Saturday 13 November 2010

Notes from our meeting with Andy Burnham, 12/03/2010

General conclusions:
• We have an immediate and obvious concern about cleanliness: Rob observed a member of the cleaning staff, on more than one occasion, cleaning and touching equipment inside the ICU with water used to clean the window sills.
• We have concerns over what we have observed of the treatment of swine flu sufferes. As an example; Gemma being told to wait in the car until she collapsed outside of the hospital.
• The first two points beg the question; is national policy being made clear to, and implemented by, clinicians?
• Andy Burnham will arrange a meeting with the chief medical officer, to discuss our concerns and questions, and including them in the upcoming review of swine flu and its handling.
• We’ll provide a list of issues for him and his staff to review before the meeting.
• Andy Burnham will also arrange a meeting for us with the specialist commissioning group, and for us to have access to their reports and minutes of their meetings before the meeting.
• After the meeting with the chief medical officer we’ll make a decision on if/how to campaign for access to ECMO in the northwest.
• We’ll make contact with other parties (such as Gemma and her family) concerned over ECMO and the recent handling of swine flu
Unanswered questions on ECMO:
• Why are so few ECMO devices distributed so unevenly, and in such tight clusters?
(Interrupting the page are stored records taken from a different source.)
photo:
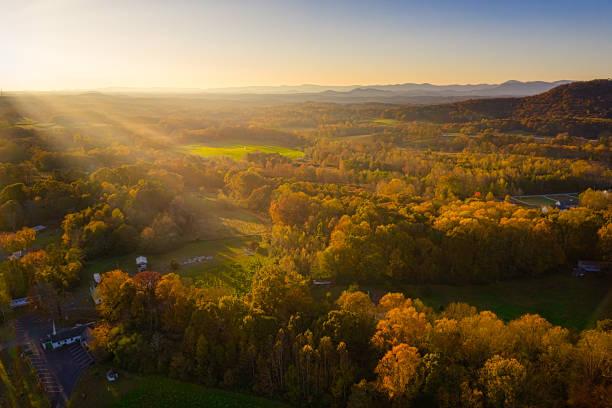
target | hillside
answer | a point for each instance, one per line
(580, 108)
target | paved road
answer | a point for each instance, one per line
(58, 370)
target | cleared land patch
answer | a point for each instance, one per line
(132, 390)
(562, 299)
(237, 151)
(222, 231)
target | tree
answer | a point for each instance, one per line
(503, 380)
(399, 372)
(112, 291)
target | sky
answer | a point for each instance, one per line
(86, 44)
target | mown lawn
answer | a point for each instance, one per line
(231, 267)
(237, 151)
(132, 390)
(222, 231)
(388, 122)
(562, 299)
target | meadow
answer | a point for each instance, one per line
(132, 390)
(237, 151)
(562, 299)
(221, 231)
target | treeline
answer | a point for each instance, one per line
(279, 342)
(352, 236)
(579, 108)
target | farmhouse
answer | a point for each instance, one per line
(59, 338)
(141, 263)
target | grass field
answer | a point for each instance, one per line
(222, 231)
(388, 122)
(18, 383)
(237, 151)
(542, 200)
(562, 299)
(132, 390)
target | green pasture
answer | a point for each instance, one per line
(132, 390)
(222, 231)
(237, 151)
(388, 122)
(562, 299)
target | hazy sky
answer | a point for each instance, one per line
(62, 44)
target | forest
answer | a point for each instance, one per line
(379, 196)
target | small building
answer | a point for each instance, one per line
(141, 263)
(93, 289)
(17, 254)
(590, 267)
(62, 337)
(95, 295)
(19, 302)
(321, 282)
(112, 375)
(24, 301)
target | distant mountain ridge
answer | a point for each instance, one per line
(579, 108)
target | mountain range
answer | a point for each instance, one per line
(393, 93)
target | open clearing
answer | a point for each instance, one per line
(237, 151)
(221, 231)
(543, 200)
(388, 122)
(19, 386)
(562, 299)
(132, 390)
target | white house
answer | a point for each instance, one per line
(95, 294)
(62, 337)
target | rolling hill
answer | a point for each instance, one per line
(579, 108)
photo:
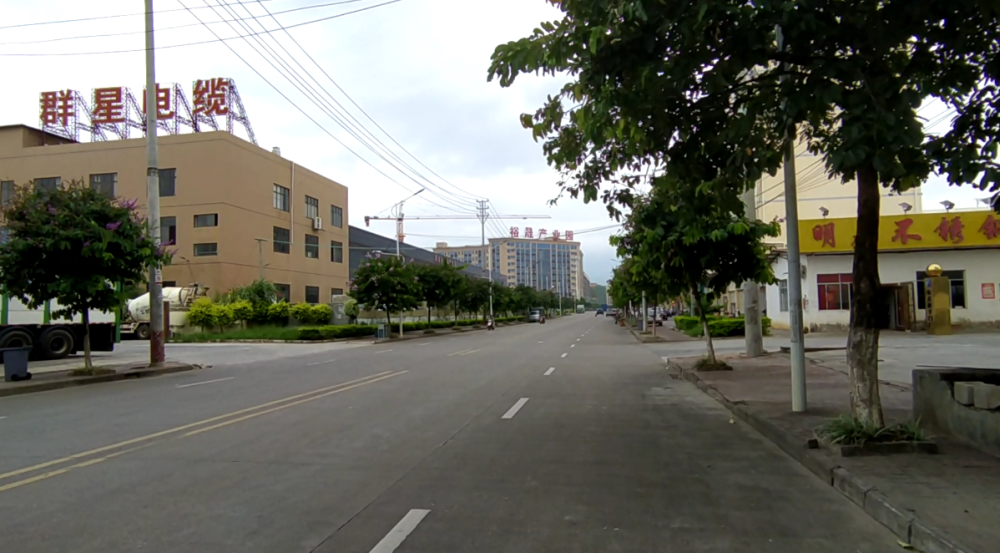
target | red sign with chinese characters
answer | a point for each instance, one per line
(529, 232)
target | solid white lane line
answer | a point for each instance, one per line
(513, 410)
(205, 382)
(403, 528)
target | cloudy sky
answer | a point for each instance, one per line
(417, 67)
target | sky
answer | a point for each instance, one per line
(418, 68)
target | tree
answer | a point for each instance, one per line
(71, 245)
(680, 239)
(439, 285)
(701, 89)
(386, 283)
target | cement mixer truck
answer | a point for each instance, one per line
(136, 320)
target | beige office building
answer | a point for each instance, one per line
(233, 210)
(544, 264)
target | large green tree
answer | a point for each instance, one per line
(71, 245)
(386, 283)
(702, 89)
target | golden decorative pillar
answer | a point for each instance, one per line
(938, 301)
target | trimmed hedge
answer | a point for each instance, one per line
(330, 332)
(719, 327)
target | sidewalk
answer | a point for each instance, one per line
(934, 502)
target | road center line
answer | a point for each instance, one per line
(513, 410)
(167, 432)
(205, 382)
(403, 528)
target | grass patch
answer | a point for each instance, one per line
(253, 333)
(94, 371)
(847, 430)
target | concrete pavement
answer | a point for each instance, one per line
(455, 444)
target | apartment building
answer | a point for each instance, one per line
(543, 264)
(233, 211)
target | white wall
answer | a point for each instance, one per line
(980, 266)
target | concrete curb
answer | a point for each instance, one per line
(898, 519)
(29, 387)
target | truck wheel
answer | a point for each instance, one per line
(56, 343)
(15, 338)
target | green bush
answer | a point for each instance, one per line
(200, 314)
(320, 314)
(277, 313)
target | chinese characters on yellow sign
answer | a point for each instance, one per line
(963, 229)
(115, 111)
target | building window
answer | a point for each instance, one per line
(7, 192)
(284, 292)
(957, 279)
(205, 250)
(282, 198)
(168, 230)
(336, 251)
(312, 247)
(282, 240)
(168, 182)
(104, 183)
(835, 292)
(48, 183)
(312, 294)
(312, 207)
(207, 220)
(783, 296)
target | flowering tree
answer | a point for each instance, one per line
(386, 283)
(71, 245)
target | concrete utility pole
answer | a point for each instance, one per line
(157, 353)
(798, 354)
(488, 262)
(751, 292)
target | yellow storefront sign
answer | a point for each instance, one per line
(960, 229)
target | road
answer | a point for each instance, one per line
(563, 437)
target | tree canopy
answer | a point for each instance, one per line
(73, 245)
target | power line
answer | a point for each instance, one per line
(58, 39)
(316, 96)
(217, 39)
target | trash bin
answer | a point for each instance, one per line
(15, 363)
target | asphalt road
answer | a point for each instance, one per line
(563, 437)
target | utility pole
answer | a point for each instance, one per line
(488, 262)
(751, 292)
(260, 256)
(157, 353)
(798, 354)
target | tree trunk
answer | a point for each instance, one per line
(87, 363)
(862, 338)
(704, 326)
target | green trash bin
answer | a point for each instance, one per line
(15, 363)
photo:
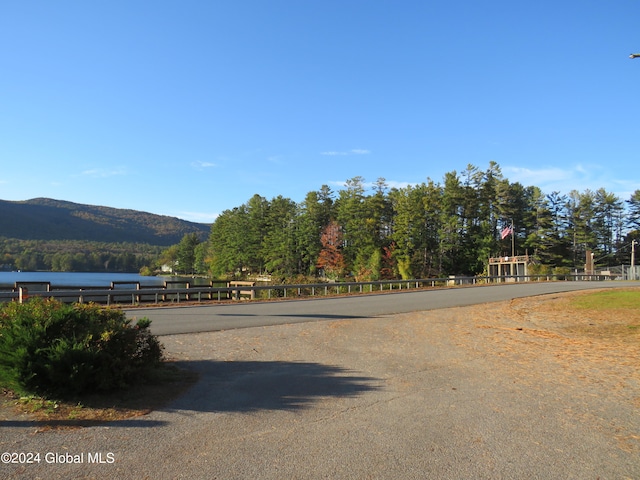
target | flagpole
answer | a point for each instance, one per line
(513, 242)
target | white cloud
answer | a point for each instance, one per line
(103, 172)
(353, 151)
(200, 165)
(575, 177)
(373, 185)
(528, 176)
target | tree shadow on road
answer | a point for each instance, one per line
(247, 386)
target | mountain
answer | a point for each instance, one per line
(48, 219)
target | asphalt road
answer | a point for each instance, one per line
(210, 318)
(450, 394)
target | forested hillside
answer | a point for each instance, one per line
(425, 230)
(45, 234)
(47, 219)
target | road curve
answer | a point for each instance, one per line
(209, 318)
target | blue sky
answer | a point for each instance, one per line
(187, 108)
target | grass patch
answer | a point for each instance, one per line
(608, 300)
(165, 383)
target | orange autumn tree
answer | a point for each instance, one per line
(331, 259)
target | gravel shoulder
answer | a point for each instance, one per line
(518, 389)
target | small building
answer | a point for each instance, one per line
(509, 267)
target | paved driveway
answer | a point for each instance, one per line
(445, 394)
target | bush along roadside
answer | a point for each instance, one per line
(62, 351)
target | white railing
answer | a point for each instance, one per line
(169, 294)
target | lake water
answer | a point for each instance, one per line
(81, 279)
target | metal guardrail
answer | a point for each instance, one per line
(211, 293)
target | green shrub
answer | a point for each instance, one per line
(54, 349)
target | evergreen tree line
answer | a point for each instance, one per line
(433, 229)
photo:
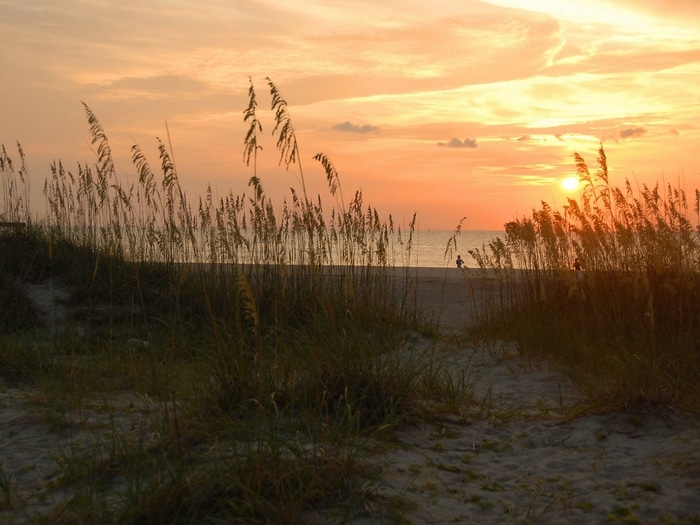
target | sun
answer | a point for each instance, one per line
(569, 183)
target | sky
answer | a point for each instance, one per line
(444, 109)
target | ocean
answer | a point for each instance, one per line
(430, 246)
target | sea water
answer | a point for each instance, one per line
(436, 248)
This restricts access, especially for those who are to unwell too be moved large distances (or at all).
• Why is the north entirely without access to ECMO?
• NICE has not reviewed the use of ECMO since 2004, and in the interveneing time a wealth of clinical data supporting its use has emerged.
• There are no future plans for the development and use of ECMO.
• There are doubts in some quarters over the effectiveness of ECMO treatment in cases like Susans:
1. Why has more, and more recent, research not been done into this matter?
2. What action can be taken to improve understanding of ECMO and how appropriate it would have been to cases such as Susans?
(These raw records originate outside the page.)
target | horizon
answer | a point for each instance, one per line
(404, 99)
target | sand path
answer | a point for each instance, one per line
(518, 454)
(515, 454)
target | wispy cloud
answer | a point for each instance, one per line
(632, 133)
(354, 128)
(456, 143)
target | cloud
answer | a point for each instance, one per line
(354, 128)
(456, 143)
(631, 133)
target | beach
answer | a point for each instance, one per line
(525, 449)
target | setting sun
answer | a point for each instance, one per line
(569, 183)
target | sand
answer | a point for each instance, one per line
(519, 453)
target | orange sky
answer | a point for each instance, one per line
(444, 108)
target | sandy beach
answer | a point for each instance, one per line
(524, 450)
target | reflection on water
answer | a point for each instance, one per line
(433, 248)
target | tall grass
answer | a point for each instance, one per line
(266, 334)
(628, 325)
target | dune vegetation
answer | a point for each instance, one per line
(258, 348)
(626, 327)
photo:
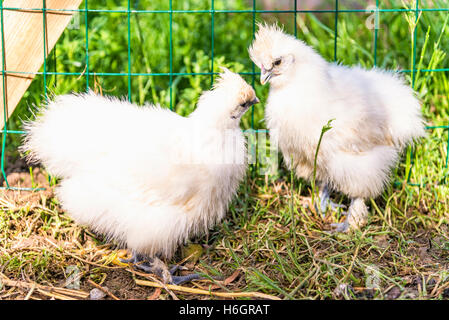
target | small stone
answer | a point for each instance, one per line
(343, 291)
(96, 294)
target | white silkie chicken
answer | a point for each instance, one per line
(376, 115)
(145, 176)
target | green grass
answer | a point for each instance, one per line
(280, 246)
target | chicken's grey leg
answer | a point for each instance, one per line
(325, 200)
(356, 216)
(156, 266)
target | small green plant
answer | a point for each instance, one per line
(325, 128)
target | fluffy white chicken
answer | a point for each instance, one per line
(376, 115)
(145, 176)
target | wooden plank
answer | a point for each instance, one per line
(24, 43)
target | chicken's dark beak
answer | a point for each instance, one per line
(254, 101)
(265, 76)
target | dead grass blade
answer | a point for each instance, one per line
(208, 293)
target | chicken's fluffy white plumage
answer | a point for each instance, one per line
(143, 175)
(376, 115)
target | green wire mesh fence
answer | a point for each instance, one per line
(170, 12)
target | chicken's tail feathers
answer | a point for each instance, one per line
(407, 123)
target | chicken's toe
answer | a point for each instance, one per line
(340, 227)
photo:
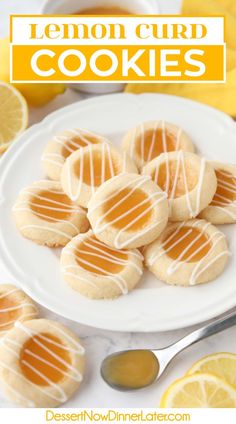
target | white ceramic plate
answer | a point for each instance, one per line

• Given that ECMO technology applies to many conditions (transplant patients, ARD, premature births), can more effort be made to reduce the prohibitive level of resources needed for one machine?
• What was the reasoning behind the rejection of ECMO as a treatment for Acute respiratory distress? A considerable amount of foreign research prior to last summers outbreak supports its use as a palliative treatment.
• While the value of ECMO specifically may be debated by some, it seems beyond argument that a device of the ECMO type (an external circuit for oxygenating the blood) could save lives in cases of severe lung failure. What research is being done on such devices?
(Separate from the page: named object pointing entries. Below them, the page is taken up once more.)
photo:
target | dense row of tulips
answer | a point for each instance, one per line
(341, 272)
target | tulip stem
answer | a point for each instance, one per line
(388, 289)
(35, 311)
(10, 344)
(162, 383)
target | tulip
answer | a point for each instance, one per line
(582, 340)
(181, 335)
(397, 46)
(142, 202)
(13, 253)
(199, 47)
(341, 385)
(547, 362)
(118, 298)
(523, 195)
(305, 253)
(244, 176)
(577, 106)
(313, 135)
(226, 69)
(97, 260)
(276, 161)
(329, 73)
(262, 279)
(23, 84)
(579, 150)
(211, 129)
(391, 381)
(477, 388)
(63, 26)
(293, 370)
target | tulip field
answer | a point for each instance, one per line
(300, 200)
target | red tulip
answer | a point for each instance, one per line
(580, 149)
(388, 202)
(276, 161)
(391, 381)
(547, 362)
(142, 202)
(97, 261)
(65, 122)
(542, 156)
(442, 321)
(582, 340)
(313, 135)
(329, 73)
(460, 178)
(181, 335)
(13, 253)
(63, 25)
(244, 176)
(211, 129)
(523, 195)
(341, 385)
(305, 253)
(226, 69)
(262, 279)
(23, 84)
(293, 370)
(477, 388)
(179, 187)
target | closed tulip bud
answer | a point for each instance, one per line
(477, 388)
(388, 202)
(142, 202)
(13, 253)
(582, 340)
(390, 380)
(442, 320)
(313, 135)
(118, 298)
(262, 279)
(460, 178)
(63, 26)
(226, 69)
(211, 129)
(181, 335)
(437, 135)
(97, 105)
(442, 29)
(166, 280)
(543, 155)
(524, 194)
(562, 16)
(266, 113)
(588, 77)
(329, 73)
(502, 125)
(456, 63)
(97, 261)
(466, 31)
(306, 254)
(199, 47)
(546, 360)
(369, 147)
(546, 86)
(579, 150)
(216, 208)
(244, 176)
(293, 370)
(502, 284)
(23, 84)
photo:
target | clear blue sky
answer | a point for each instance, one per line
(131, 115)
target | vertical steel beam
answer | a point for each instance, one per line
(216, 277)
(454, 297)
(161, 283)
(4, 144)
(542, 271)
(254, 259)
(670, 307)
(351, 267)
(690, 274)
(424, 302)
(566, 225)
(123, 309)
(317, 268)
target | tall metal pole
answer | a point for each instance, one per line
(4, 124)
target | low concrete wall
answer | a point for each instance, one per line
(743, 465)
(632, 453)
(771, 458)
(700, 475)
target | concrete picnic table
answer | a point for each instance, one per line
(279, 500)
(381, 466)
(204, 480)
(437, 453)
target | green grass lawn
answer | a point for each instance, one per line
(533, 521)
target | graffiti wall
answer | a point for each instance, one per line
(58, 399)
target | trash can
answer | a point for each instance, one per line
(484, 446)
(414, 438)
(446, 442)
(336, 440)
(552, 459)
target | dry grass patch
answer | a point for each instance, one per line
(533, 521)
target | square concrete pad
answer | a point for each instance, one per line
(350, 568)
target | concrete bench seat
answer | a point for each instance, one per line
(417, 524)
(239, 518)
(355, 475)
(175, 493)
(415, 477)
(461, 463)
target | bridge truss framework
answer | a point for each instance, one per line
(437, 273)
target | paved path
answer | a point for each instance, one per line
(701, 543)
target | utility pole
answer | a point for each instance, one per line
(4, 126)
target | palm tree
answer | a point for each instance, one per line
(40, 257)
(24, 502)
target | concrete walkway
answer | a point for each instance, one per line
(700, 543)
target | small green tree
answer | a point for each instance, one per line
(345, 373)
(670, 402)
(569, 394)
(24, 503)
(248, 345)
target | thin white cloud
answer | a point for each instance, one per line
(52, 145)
On the vaccination program:
• Susan became infected at the beginning of October. Had the vaccine been generally available one month earlier her chances of survival might have been greatly improved.
• Was the Adjuvant ( Part of the relevant virus that must be combined with the model vaccine) taken at the earliest possible opportunity?
• Could vaccine production have been begun prior to the pandemic declaration?
• Was the vaccine manufactured and delivered as fast as possible?



Time line
2004 to 2005: H5N1 (bird flu) is considered a danger. ‘Model vaccine’ produced requiring an ‘adjuvant’ (check spelling) from a virus to be tailored to a particular strain of virus.
Unknown date: ECMO is considered for palliative treatment of Acute Respiratory Distress (end result of swine flu) and rejected by the Specialist commissioning group.
2007-8: H1N1 is identified as a threat. Pre-pandemic planning takes place (pandemic meaning a disease that is spreading through populations in at least three countries). As a result a £120,000,000 pre-purchase agreement is made with Glaxco-smithclyne and Baxter, for 90,000,000 doses (two per citizen).
NB: This buys vaccine production capacity for great Britain, so that when the vaccine begins production Britain will be one of the first in the line. The vaccine does not go into production until a pandemic declaration in issued by the World Health Organization, and an adjuvant of the relevant strain of virus is taken.
Tamiflu and Rulenza stockpiled.
2008: Baxter fail to deliver a satisfactory vaccine.
June 2009: WHO issues a pandemic declaration Pre-purchase agreement goes into effect. First batches of vaccine are delivered September 2009.
October 2009: Vaccine is generally available.